CoopEval: Benchmarking Cooperation-Sustaining Mechanisms and LLM Agents in Social Dilemmas

This repository contains the official implementation for the paper "CoopEval: Benchmarking Cooperation-Sustaining Mechanisms and LLM Agents in Social Dilemmas", published at ICML 2026.

It serves as a research framework for simulating societies of Large Language Model (LLM) agents interacting in mixed-motive games. The codebase enables the evaluation of how game-theoretic mechanisms—such as repetition, reputation, mediation, and contracts—can enforce cooperation among selfish, rational agents.

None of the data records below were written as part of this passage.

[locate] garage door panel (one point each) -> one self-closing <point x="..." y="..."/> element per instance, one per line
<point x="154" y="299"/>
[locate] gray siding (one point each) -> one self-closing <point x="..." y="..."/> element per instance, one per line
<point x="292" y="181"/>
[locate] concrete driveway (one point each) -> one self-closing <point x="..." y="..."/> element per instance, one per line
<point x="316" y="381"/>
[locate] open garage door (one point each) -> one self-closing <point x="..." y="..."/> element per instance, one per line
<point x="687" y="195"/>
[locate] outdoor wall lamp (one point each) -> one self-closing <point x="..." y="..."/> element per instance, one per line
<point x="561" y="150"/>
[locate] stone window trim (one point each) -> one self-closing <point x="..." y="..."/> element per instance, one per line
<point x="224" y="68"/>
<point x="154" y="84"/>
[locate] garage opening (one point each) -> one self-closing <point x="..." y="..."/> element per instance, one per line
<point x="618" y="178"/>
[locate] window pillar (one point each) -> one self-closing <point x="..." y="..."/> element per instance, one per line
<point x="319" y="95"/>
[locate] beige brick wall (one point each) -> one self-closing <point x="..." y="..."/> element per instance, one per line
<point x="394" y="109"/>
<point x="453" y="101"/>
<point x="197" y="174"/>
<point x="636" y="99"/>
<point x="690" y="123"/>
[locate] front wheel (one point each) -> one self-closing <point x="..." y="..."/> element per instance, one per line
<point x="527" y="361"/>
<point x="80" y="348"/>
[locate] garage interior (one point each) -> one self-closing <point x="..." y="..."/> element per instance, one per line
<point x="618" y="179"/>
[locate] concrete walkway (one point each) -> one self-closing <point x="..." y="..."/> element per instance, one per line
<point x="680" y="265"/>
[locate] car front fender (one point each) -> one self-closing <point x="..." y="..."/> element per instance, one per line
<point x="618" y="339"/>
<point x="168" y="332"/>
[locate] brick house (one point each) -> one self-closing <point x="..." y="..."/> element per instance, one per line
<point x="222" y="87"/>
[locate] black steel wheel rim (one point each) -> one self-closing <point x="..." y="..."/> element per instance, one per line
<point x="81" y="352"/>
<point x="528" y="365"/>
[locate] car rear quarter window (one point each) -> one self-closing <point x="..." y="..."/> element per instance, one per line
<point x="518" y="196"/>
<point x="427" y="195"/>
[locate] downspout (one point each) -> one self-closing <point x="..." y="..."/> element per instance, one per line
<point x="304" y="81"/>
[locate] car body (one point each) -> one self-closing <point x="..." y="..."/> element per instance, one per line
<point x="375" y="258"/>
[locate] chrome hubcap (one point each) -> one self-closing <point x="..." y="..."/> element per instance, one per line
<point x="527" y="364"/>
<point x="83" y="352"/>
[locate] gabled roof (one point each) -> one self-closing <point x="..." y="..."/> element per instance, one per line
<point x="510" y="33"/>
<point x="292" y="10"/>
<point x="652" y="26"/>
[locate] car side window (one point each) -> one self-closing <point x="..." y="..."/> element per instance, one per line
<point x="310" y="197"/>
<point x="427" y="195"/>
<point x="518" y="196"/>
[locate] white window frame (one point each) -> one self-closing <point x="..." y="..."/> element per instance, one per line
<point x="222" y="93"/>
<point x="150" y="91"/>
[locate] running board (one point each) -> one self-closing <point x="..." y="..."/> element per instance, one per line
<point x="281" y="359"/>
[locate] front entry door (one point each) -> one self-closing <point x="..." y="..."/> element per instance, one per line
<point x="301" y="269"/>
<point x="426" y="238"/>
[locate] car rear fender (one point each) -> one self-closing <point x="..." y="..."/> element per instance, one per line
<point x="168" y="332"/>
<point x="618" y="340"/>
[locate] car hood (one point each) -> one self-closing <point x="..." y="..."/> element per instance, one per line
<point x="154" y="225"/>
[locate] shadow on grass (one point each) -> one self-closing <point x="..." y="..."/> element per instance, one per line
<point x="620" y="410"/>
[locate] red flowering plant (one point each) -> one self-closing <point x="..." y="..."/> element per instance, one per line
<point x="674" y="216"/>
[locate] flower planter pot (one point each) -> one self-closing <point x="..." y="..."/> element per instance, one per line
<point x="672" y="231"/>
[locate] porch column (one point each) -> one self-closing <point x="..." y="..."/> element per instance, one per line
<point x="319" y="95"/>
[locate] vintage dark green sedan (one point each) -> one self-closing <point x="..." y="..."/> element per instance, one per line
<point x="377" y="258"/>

Overview of the cooperation-sustaining mechanisms evaluated in CoopEval.

📂 Project Overview

Social Dilemmas: Evaluate agents across six mixed-motive benchmarks—Prisoner’s Dilemma, Traveler’s Dilemma, Public Goods, Trust Game, Stag Hunt, and Matching Pennies.
Mechanism Stack: Toggle the baseline No Mechanism alongside Repetition, Reputation, Mediation, and Contracting to isolate how enforcement tools change incentives.
LLM Agent Benchmarks: Mix API-hosted and local personas configured under configs/agents/ to compare reasoning styles, safety guardrails, and latency/cost trade-offs.
Experiment & Analysis Workflow: Compose experiments with modular YAML, launch runs via scripts/experiments, and feed the resulting traces into the bundled judges and visualization utilities for post-hoc analysis.

🛠️ Installation

The codebase requires Python 3.12.

# Create a virtual environment
python3 -m venv .venv
source .venv/bin/activate  # On Windows use: .venv\Scripts\activate

# Install the package
pip install --upgrade pip
pip install -e .

# If you want developer tools as well (black, isort, ruff, ipykernel)
pip install -e ".[dev]"

If you plan to run local Hugging Face checkpoints, ensure your environment can access the weights (set MODEL_WEIGHTS_DIR in config.py if necessary).

🔑 API Configuration

This framework supports multiple LLM providers. You must provide API keys using either a .env file (recommended) or by exporting environment variables.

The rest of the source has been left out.